The Children’s Clothing Exchange (CCE) in Cambridge: Register, then bring in outgrown clothes and get right-size clothes. Genius! http://solutionsatwork.org/our-programs/childrens-clothing-exchange/

The Arlington parents’ list: if you live or work in Arlington, this is a great resource. You can get the e-mail in digest form once a day. Typical posts include ISOs (in search of) for clothes, toys, equipment, or advice (regarding daycare, summer camp, etc.) and FS (for sale – clothes, toys, etc.). http://wiki.arlingtonlist.org/arlington-parents-list

The Little Fox Shop: Located inside the Fox Branch Library in Arlington, The Little Fox Children’s Resale Shop has clothes, toys, books, and more for infants on up. (They also have some maternity clothes.) Proceeds benefit the library. http://www.littlefoxshop.com/

Growing Up Children’s Resale Boutique: Located in Belmont, a great place to sell children’s items (they won’t take everything, but you don’t have to make a special appointment) and pick up clothes, toys, sleep sacks, etc. https://www.facebook.com/growingupbelmont/info/?tab=overview

Have you found any of these useful? What’d I miss?

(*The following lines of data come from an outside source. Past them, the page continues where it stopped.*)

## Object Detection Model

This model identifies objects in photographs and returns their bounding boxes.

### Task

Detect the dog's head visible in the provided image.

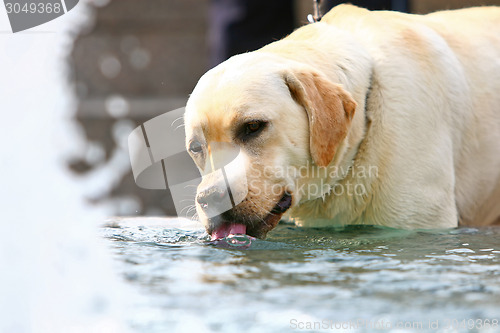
[185,52,356,238]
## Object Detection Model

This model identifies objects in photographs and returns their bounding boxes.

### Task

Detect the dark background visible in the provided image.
[68,0,500,215]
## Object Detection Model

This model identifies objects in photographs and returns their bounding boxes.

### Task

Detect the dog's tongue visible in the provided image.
[212,223,247,240]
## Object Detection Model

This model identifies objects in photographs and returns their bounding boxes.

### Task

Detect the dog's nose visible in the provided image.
[196,186,228,209]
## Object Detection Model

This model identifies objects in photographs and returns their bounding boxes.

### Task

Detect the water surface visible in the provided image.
[102,219,500,332]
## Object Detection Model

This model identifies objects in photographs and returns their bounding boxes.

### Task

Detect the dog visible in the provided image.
[184,4,500,239]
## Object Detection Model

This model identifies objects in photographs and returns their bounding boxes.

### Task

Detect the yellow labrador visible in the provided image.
[185,5,500,239]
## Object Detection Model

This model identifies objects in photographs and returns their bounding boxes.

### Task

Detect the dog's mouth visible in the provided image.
[211,192,292,241]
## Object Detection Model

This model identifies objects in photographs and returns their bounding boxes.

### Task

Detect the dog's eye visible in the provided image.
[189,141,203,154]
[246,121,262,134]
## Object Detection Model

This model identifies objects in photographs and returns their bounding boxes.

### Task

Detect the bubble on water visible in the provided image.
[85,142,106,165]
[129,48,151,69]
[120,35,141,53]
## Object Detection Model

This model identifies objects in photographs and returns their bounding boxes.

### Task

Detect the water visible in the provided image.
[101,219,500,332]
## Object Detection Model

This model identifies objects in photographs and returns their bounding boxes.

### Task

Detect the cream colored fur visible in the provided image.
[185,5,500,233]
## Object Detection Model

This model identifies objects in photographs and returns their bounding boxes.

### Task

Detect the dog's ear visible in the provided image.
[284,71,356,166]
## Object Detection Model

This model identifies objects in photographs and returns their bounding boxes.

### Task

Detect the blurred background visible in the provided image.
[68,0,500,215]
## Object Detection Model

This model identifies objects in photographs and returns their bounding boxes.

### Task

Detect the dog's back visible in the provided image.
[322,5,500,225]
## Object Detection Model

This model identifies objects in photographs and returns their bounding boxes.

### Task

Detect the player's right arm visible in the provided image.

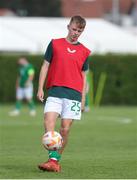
[37,60,50,102]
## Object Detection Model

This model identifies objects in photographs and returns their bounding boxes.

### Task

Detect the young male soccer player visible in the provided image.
[37,16,90,172]
[9,57,36,116]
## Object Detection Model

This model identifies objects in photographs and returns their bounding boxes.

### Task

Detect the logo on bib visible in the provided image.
[67,48,76,53]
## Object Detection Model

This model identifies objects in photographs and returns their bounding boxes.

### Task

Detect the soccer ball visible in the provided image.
[42,131,63,150]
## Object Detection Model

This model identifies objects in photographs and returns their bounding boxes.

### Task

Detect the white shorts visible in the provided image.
[44,97,81,120]
[16,85,33,100]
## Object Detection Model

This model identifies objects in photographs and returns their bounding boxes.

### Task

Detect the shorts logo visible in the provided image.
[67,48,76,53]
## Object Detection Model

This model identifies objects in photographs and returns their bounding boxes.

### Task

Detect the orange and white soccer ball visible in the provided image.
[42,131,63,150]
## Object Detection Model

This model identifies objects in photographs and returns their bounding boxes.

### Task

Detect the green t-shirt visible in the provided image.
[19,64,35,87]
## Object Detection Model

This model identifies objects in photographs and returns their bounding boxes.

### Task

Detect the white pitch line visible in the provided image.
[96,116,133,124]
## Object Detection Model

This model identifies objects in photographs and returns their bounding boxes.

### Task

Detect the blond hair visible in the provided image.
[69,15,86,29]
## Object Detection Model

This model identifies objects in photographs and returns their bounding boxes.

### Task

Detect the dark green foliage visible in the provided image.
[0,0,61,17]
[0,54,137,105]
[90,54,137,105]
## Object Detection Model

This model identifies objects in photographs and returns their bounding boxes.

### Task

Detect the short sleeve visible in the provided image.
[82,58,89,71]
[44,41,53,63]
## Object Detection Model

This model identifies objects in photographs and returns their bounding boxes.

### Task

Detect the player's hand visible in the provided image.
[37,89,44,102]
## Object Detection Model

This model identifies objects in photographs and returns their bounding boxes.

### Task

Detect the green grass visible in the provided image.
[0,105,137,179]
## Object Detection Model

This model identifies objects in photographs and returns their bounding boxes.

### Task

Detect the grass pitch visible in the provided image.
[0,105,137,179]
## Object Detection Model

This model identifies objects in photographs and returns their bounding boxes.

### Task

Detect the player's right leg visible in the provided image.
[9,87,24,116]
[38,97,62,172]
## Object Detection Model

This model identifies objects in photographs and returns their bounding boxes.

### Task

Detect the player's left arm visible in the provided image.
[81,71,87,112]
[81,58,89,112]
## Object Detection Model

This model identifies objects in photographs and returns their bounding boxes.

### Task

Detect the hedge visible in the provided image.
[0,54,137,105]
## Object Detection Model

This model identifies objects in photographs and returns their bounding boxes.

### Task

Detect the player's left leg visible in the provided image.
[58,119,73,154]
[38,97,62,172]
[24,85,36,116]
[9,87,24,116]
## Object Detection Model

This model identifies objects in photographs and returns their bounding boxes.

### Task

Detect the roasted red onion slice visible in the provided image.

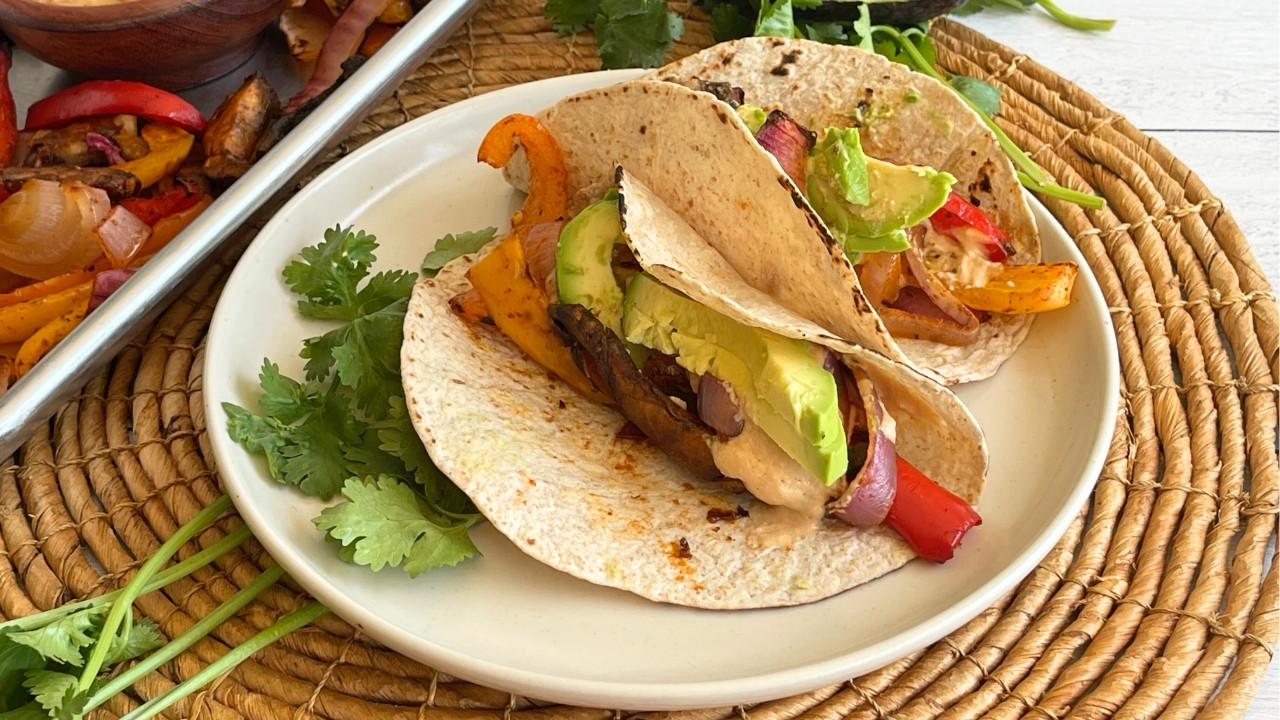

4/29/16 Edited to add: The Watertown Family Network and Jewish Family & Children’s Services (jfcsboston.org) are both good resources as well.



Filed under baby

2 responses to “Local resources for parents of babies

  1. I’ve gone to a twice-annual consignment sale called the Children’s Drop and Shop. They do a Spring/Summer and Fall/Winter sale and have everything from maternity clothes (I never saw them displayed but also wasn’t looking for them) up to full-grown kid size clothes and shoes, toys, books, equipment like strollers, carriers, bouncy seats, play houses, pretty much everything you can imagine. I even got a couple of packages of newborn size diapers, and two windows’ worth of Pottery Barn curtains/valences (4 panels + 2 valences for $100, the curtain panels sell for $100 each in store!) last fall.

    Parents can bring in their saleable stuff (pre-tagged, or you can have things tagged for a percentage of the items’ selling price) and get a decent percentage of the sale price, and I found loads of stuff that had never been worn and still had tags!